MIGALHAS DE PESO

  1. Home >
  2. De Peso >
  3. O TCU e as emendas PIX: não haverá "cheque em branco"!

O TCU e as emendas PIX: não haverá "cheque em branco"!

A EC 105/19 institucionaliza emendas individuais impositivas, permitindo transferências diretas de recursos aos entes federativos. Denominadas "emendas PIX" devido à rapidez e riscos de falta de controle, a Lei Orçamentária de 2024 projeta transferência de 8 bilhões de reais.

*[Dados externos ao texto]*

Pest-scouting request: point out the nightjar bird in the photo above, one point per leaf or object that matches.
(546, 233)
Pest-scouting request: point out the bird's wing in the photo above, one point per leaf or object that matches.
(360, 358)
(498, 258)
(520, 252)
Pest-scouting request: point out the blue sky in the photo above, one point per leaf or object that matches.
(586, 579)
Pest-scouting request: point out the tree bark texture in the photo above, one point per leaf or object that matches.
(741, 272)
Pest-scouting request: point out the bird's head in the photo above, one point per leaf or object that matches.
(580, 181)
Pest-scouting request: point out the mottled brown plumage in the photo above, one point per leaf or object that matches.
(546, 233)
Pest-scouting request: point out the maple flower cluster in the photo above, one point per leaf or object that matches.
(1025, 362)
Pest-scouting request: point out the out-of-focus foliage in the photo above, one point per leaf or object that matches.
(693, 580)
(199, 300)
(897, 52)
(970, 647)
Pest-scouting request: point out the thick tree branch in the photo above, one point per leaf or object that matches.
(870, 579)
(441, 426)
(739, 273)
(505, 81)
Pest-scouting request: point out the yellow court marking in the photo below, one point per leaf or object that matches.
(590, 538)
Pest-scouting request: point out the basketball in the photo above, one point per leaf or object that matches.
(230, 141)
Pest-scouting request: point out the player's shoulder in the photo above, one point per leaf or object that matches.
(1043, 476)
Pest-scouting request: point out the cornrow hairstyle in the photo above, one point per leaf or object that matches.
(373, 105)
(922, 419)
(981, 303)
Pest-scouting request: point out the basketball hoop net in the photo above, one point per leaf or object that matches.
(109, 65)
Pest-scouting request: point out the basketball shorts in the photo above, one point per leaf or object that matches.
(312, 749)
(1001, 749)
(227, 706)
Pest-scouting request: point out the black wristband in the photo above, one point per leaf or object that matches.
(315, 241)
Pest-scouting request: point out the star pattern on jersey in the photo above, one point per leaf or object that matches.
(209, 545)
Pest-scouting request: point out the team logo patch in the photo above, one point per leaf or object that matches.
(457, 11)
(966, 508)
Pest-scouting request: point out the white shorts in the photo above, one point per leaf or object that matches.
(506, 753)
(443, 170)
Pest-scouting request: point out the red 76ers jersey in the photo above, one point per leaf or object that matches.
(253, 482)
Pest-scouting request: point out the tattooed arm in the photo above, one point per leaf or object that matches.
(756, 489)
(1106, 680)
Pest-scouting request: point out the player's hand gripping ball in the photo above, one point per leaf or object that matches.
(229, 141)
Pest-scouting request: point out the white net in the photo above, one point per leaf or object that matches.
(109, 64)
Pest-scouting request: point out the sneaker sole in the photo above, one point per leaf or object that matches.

quinta-feira, 1 de fevereiro de 2024

Atualizado às 09:43

A EC 105/19 alterou a Constituição Federal de 1988 ao incluir o Art. 166-A na seção que trata dos orçamentos, institucionalizando as emendas individuais impositivas. Essa emenda possibilita a alocação e repasse direto de recursos aos Estados, ao Distrito Federal e aos Municípios, independente de convênios ou instrumentos congêneres. Os valores passam a pertencer aos entes federativos desde a transferência financeira. Em 2024, a lei Orçamentária projetou a transferência de 8 bilhões de reais nessa modalidade.

A rapidez com que esse mecanismo de transferência de recursos públicos pode ser operacionalizado, aliada aos riscos de falta de controle, levou à denominação de "emendas PIX," em referência ao sistema de pagamentos instantâneos que efetua transferências em tempo real.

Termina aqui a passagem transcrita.